А если — из благодарности к подразумеваемому Всевышнему? Из благодарности за «предоставленную возможность» лицезреть сей мир? Разве не случалось такого?

___________

А теперь — о симптомах сочинительства, об истоках моего неизлечимого графоманства. Но прежде — об искренности, о том, почему «Остывшие следы» — не исповедь. Во всяком случае, не из ложной скромности, не потому, что жанром исповеди пользовались великие, скажем, Жан-Жак Руссо, или Н. В. Гоголь, или все тот же Л. Н. Толстой, а также М. Горький. На исповеди все равны. Смотря, конечно, перед кем исповедуется автор — перед собой, или перед читателем, или перед какими-то высшими инстанциями.

Исповедь подразумевает покаяние. Очищение от содеянного тобой зла — вольного и невольного. Исповедь исключает всяческую игру воображения, не говоря о беллетристике. Истинная исповедь внелитературна. И нужно быть действительно гигантом духа, чтобы отважиться на изъявление, а значит, и на невольное навязывание кому-то своего мировоззрения, своего толкования Истины.

Сия же работа моя — литературна. В том смысле, что это не откровения, не бескорыстная песнь души, а все ж таки — утилитарный продукт элементарного сочинительства, хотя и под грифом «последнего слова», под знаком космогонического бескорыстия.
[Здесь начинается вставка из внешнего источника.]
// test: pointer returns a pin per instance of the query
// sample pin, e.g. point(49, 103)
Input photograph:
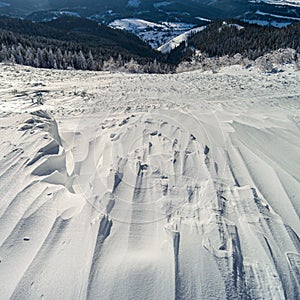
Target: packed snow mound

Но ведь если даже там, выше нас, над нами — «звезда с звездою говорит», то и всяк мыслящий на земле, а тем паче пишущий, говорит прежде всего о себе подобном — с себе подобным. Говорить наедине с Богом мы так и не научились. Говорить с человеком, как с Богом, — вот оно, вечно благое и вечно недостижимое желание всех исповедующихся, несмотря на то, что благими намерениями вымощена дорога куда-то там… И потому — не исповедь, а всего лишь пособие для начинающего писателя или вот… лирический роман. Не просто бессюжетный или бесконфликтный, а, так сказать, эмоциональный, роман с неизбежным, невольным враньем, которое и отличает, к примеру, пение человека от пения соловья, мерцание уличных фонарей от мерцания звезд, гениальную «Анну Каренину» от «Священного писания», из которого автор семейного романа взял эпиграфом пять бестелесных слов: «Мне отмщение, и аз воздам».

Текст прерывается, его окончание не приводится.